From the heights of baseball's record books, McGwire saw his fortunes fall. In 2001, San Francisco Giants star Barry Bonds broke the single season home run record, slugging 73. Then in the spring of 2005, McGwire was among a panel of baseball stars subpoenaed to testify before a House of Representatives committee.

Missouri Democrat William Clay, whose district includes the home of the Cardinals, pressed McGwire about what other supplements he may have used in addition to androstenedione, a body-building nutritional supplement.

"I'm not here to talk about the past," McGwire said, repeating his mantra that day, dodging all questions about steroid use. He steadfastly denies using them.

Though Bonds is now closing in on Aaron's record of 755 home runs, his feats are also tainted in some eyes by alleged steroid use. The same kind of scrutiny has befallen Sosa and Rafael Palmiero, who both recently ended their careers with more than 500 home runs.

Last year, baseball appointed former U.S. Senate Majority Leader and globetrotting mediator George Mitchell to investigate steroid use. "It's going to be thorough. It's going to be fair, and it's going to be independent," Mitchell promised.
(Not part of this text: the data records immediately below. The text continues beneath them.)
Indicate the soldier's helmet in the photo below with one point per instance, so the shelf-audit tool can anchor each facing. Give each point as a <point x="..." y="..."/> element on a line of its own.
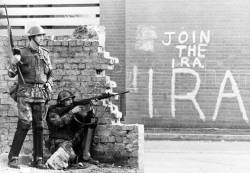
<point x="63" y="95"/>
<point x="36" y="30"/>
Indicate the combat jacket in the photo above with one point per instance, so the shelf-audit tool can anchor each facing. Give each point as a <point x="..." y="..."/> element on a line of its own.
<point x="61" y="122"/>
<point x="36" y="69"/>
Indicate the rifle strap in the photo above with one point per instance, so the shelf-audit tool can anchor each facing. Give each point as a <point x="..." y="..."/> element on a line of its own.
<point x="20" y="74"/>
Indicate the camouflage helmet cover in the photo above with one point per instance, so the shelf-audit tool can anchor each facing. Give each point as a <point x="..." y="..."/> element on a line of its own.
<point x="63" y="95"/>
<point x="35" y="30"/>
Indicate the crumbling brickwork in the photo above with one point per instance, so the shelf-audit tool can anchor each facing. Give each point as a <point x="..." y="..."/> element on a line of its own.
<point x="79" y="66"/>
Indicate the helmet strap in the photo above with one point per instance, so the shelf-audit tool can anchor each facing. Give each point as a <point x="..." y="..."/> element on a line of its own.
<point x="33" y="38"/>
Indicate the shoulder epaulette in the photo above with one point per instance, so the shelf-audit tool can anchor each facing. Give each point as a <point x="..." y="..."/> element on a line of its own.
<point x="44" y="49"/>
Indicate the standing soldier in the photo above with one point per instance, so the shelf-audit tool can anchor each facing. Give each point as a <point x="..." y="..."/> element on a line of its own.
<point x="33" y="67"/>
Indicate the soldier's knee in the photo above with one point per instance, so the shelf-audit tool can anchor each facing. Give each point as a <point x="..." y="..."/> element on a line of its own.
<point x="39" y="125"/>
<point x="23" y="124"/>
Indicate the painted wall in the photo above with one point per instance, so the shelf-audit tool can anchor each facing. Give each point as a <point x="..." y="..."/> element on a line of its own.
<point x="113" y="19"/>
<point x="187" y="63"/>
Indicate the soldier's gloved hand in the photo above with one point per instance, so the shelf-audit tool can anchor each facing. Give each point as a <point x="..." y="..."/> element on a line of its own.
<point x="16" y="51"/>
<point x="48" y="86"/>
<point x="15" y="59"/>
<point x="76" y="109"/>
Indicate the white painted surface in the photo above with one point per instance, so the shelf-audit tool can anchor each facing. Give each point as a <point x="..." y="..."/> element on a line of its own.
<point x="150" y="93"/>
<point x="17" y="2"/>
<point x="188" y="96"/>
<point x="235" y="94"/>
<point x="54" y="11"/>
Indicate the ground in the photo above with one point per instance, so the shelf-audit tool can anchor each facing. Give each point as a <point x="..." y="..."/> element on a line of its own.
<point x="162" y="156"/>
<point x="196" y="157"/>
<point x="25" y="168"/>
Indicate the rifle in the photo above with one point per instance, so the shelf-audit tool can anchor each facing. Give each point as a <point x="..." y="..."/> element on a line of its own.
<point x="12" y="49"/>
<point x="88" y="101"/>
<point x="64" y="109"/>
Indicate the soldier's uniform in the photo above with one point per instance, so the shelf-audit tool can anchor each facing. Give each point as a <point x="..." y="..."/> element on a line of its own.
<point x="32" y="96"/>
<point x="67" y="127"/>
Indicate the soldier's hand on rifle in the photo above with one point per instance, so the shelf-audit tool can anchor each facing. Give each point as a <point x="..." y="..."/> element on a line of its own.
<point x="16" y="51"/>
<point x="16" y="58"/>
<point x="48" y="86"/>
<point x="76" y="109"/>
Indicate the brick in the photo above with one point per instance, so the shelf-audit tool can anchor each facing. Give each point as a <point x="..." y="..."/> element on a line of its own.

Now Mitchell tells CBS News that his team has "conducted hundreds of interviews and received thousands of documents." He said that cooperation has been "good from many" but "less than good" from others. Mitchell won't predict when his report will be finished.
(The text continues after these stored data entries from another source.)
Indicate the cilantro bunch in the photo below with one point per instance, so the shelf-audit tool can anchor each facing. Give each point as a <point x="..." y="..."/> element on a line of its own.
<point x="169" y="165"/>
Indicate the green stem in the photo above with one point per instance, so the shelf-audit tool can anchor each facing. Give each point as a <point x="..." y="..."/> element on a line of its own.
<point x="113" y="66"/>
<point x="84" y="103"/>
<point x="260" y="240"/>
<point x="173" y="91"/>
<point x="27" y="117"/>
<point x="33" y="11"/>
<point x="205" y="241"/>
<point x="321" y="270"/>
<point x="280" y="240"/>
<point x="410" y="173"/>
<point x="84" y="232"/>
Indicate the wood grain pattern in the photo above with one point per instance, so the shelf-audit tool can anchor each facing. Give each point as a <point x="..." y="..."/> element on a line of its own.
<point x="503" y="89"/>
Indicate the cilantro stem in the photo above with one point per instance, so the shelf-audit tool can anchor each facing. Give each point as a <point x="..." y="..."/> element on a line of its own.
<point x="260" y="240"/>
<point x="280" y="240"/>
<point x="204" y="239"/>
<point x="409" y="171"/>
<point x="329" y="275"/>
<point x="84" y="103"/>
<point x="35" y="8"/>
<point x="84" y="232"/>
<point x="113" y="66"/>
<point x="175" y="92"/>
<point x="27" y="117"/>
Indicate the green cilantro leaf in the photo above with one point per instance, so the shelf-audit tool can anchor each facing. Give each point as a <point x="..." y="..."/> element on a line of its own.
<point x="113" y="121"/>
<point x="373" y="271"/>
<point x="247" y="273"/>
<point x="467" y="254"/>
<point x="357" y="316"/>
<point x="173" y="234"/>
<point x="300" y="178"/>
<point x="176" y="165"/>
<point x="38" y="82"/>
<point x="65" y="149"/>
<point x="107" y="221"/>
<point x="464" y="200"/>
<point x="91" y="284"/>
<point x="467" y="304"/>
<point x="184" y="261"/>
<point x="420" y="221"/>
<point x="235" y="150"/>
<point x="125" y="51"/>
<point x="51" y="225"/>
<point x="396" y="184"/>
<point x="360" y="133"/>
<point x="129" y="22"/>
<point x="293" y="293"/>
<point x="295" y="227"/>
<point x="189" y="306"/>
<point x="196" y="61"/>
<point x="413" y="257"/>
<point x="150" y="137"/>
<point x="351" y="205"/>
"Steroids have been the dead skunk under the porch of baseball, and they're trying to get rid of that smell or at least pretend it's not there, and they're hoping the Mitchell investigation puts it all to rest," Verducci said. "I don't think it will, because I don't think it's going to close all the loopholes and certainly not name any names than we've already known."

Today, McGwire is living in virtual seclusion in a gated community in Southern California. Mementos of his career—the autographed bat he used for his 500th home run, the ball ripped into the stands for 62 in 1998—are stored in Cooperstown, even if the man himself is not enshrined there.

"The rules that were in effect when Mark McGwire played are the rules by which he should be judged. If you move the hoop up three inches, you can't take away the record that a guy made on that three-inch lower hoop before he retired." Dyson says. "Mark McGwire broke no rule; that should be the end of story."

Also falling short were relief pitchers Goose Gossage (71.2 percent) and Lee Smith (39.8 percent), outfielders Jim Rice (63.5 percent) and Andre Dawson (56.7 percent), closer and starting pitchers Bert Blyleven (47.7 percent) and Jack Morris (37.1 percent). Players are eligible for the Hall of Fame starting five years after they retire.